I’m thinking about you.
I’m thinking about you, Trader Joe’s Mildly Spiced Vegetable Burrito, even though I finished eating you half an hour ago. The carnage of your cardboard tray remains at my desk, your dried-on, mole-inspired guts stuck to my red plastic spork and the comically ineffective knife I borrowed from the office kitchen.
You are delicious every time, but after half a decade of exploring you inside and out, there’s so much I still don’t understand.
You’ve disappeared a few times. I’d be lying if I said I didn’t take it personally. But like my high school sweetheart, you always turned back up as though nothing happened. I hope, for your sake, nothing happened.

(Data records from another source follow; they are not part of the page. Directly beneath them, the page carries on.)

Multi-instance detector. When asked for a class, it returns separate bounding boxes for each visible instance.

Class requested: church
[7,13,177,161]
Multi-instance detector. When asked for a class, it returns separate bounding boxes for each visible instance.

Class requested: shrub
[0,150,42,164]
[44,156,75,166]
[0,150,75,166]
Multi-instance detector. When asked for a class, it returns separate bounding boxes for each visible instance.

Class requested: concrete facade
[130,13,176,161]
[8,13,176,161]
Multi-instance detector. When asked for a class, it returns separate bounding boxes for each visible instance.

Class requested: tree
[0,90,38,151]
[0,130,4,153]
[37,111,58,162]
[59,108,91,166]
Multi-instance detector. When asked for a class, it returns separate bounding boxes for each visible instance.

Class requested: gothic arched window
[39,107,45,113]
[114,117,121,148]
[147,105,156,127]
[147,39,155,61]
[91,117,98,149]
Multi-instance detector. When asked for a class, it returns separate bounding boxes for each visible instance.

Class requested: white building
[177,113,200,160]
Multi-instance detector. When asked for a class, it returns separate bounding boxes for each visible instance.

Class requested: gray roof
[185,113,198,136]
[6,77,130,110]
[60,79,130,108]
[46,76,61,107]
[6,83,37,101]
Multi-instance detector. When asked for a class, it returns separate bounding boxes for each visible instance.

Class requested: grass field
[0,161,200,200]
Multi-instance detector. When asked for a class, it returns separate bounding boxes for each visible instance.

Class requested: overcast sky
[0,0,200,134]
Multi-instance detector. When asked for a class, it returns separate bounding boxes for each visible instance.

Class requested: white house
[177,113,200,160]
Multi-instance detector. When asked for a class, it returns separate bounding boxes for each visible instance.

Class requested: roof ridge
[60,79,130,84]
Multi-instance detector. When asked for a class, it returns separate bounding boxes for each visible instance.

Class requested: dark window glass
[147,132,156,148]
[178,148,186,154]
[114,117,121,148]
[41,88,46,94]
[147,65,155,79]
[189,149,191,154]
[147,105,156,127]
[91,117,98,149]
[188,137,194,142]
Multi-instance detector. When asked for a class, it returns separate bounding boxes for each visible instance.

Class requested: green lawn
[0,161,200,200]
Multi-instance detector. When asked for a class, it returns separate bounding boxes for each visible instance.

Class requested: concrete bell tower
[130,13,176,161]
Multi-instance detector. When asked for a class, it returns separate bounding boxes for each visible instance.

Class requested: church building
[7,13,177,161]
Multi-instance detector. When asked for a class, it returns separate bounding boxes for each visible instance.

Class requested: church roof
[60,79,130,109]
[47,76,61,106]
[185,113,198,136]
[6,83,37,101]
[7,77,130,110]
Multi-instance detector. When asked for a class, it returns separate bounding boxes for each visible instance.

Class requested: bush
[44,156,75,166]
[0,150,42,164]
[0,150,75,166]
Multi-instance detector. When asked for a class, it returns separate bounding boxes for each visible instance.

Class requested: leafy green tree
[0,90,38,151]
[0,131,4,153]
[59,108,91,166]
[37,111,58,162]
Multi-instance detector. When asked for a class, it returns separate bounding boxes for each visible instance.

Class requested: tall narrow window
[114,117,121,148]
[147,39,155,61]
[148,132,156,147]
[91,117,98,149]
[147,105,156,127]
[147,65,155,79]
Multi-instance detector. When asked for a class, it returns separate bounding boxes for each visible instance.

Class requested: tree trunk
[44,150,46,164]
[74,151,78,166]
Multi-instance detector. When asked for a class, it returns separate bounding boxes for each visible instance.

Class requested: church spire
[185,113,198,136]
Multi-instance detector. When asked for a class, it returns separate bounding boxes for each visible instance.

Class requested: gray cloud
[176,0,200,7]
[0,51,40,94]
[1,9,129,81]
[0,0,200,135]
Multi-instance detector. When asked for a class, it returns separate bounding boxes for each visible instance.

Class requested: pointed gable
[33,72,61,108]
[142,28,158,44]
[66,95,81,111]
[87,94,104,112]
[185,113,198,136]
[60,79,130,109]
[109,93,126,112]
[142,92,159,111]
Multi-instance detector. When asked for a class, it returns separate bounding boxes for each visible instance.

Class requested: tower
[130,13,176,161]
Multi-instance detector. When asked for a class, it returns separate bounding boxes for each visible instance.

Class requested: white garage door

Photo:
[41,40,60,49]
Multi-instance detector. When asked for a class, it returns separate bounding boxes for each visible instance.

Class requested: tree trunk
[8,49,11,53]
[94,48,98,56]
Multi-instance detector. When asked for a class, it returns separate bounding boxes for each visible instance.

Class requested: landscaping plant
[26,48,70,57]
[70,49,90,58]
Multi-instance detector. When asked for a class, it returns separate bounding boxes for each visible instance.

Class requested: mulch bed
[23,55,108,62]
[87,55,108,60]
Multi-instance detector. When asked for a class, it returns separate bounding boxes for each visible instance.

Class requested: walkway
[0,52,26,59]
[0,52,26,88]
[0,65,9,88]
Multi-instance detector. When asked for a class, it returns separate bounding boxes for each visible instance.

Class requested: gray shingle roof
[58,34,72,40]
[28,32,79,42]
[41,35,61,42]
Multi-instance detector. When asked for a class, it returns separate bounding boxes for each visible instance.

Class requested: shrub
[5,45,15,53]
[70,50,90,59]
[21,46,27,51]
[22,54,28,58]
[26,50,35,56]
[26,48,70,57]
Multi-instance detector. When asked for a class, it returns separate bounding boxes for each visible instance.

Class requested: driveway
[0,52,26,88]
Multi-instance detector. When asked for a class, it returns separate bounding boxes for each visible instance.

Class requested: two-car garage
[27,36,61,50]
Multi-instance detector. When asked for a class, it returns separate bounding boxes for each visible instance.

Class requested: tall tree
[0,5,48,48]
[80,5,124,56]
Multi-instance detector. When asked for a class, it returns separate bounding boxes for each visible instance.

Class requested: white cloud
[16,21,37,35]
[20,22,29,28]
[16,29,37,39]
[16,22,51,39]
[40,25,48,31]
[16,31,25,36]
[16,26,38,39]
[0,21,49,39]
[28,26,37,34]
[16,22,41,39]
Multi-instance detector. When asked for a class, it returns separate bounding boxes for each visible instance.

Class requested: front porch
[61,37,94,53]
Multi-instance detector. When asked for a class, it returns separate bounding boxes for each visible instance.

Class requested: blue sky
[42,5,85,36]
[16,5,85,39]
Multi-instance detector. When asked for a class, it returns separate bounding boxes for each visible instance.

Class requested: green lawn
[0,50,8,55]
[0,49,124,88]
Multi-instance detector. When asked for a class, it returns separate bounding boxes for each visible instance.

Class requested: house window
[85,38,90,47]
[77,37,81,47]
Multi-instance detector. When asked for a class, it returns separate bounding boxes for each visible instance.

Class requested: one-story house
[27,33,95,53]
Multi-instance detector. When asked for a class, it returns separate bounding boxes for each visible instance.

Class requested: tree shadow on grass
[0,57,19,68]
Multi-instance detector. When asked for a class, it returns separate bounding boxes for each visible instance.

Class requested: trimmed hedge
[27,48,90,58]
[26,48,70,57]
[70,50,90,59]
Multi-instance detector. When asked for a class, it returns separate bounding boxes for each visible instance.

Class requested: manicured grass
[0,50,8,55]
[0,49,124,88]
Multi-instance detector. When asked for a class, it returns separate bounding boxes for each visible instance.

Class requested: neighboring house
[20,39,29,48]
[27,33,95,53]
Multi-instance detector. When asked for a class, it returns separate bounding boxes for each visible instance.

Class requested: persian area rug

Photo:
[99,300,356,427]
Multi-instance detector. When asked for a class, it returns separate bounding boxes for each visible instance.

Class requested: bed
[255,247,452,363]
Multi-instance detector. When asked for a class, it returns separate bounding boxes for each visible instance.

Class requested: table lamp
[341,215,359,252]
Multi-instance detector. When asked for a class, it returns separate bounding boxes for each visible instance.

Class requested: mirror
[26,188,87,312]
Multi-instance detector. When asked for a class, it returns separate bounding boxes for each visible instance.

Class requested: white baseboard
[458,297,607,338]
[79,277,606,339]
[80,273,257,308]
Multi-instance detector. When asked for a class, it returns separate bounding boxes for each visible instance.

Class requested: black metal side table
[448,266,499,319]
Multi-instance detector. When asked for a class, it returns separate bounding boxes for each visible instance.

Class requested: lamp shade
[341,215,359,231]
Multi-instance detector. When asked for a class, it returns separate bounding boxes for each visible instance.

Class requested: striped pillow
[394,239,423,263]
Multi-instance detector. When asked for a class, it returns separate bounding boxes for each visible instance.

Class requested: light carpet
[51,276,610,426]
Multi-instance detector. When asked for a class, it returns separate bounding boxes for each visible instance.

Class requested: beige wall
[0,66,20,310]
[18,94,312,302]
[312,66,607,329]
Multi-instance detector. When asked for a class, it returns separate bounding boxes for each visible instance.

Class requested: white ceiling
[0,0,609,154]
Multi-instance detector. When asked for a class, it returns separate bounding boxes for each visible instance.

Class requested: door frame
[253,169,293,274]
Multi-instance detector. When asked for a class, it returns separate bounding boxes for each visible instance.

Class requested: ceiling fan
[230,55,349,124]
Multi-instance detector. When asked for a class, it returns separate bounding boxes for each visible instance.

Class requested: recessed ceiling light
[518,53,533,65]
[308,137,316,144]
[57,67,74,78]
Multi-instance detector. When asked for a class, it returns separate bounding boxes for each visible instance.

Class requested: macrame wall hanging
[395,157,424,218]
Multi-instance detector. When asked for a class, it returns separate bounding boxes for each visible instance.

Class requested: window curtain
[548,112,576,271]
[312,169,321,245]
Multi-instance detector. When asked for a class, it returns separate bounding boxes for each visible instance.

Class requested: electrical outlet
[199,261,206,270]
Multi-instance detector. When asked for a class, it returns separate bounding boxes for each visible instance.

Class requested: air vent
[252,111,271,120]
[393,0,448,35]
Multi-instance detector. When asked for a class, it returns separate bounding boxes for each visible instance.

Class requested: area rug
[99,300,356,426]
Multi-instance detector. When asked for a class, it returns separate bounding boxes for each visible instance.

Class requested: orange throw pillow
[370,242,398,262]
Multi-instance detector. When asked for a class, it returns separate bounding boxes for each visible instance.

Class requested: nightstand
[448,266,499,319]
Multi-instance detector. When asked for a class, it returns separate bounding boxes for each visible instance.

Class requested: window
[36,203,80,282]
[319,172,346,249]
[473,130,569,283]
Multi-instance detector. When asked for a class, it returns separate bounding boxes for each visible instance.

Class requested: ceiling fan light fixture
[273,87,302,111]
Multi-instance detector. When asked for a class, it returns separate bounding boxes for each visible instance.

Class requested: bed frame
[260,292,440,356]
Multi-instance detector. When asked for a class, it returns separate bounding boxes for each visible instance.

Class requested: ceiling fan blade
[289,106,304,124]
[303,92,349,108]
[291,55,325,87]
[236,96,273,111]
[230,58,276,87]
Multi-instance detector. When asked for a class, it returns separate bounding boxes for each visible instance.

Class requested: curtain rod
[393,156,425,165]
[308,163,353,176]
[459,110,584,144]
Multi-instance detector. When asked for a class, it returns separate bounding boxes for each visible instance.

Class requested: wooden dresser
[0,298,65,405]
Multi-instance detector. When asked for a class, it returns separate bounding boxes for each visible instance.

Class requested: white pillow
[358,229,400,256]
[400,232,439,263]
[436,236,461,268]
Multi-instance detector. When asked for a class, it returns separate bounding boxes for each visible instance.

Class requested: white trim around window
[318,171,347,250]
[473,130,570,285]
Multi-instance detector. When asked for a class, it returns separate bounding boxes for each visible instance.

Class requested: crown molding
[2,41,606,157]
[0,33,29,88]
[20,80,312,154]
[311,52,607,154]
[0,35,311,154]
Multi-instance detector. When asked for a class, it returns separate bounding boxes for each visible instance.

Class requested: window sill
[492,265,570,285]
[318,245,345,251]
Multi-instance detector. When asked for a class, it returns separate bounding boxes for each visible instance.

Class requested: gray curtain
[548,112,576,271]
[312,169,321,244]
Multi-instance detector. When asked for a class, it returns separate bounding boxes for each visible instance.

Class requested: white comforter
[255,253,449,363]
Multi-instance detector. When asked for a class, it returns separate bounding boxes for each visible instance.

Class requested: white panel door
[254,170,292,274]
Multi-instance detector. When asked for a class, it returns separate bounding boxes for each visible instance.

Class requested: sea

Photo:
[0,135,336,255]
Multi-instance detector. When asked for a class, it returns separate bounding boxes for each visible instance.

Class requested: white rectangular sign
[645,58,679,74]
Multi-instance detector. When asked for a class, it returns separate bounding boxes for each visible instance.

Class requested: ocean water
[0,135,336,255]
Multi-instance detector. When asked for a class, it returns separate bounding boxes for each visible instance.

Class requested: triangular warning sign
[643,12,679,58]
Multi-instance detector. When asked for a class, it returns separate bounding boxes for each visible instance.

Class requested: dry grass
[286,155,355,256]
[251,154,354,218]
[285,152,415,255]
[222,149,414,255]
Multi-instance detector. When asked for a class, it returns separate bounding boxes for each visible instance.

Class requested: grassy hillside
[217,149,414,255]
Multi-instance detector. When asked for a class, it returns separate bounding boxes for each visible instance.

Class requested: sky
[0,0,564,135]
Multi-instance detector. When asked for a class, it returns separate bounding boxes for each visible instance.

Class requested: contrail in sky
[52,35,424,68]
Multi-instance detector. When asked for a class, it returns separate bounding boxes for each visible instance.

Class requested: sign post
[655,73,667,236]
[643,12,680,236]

Frozen in pairs, you make it difficult to eat just one. To do that, I have to remove your solitary roll from the package, place you on a plate, and try to extrapolate the correct cooking time in the microwave at hand (the directions are for two burritos and stipulate that one leave them in the tray, both reducing the amount of dishes needing to be washed and, I suspect, improving cooking results). I fail most times, creating either a Trader Joe’s Mildly Spiced Vegetable Burrisplosion ™ or a meal with its skin intact but its center just thawed enough to make me not bother microwaving it some more.
Why is your tortilla so flimsy, Trader Joe’s Mildly Spiced Vegetable Burrito? Why do you contain no rice to act as a life preserver while you drown in your incredible sauce? And why are you
not in the “Trader Jose’s” line, like so many of your other delightful “Mexican food” friends when you are but an American interpretation of Mexican cuisine? I guess I don’t have all the answers.
Your vegetable choice? Excellent — I love anyone who can rock a broccoli. Your spice blend? Perfect, smoky, faintly tickling my nose’s mucus production. Your ability to be eaten as a burrito should be (with two hands) without tearing through the sides and/or bottom rather than with a knife and fork like some common diner with “manners”? Not that good. You could also use some guacamole.
I think you are delicious, Trader Joe’s Mildly Spiced Vegetable Burrito. I really do. But I have to admit that you are a sad burrito. I’m sorry you are sad, Trader Joe’s Mildly Spiced Vegetable Burrito. I am sad, too.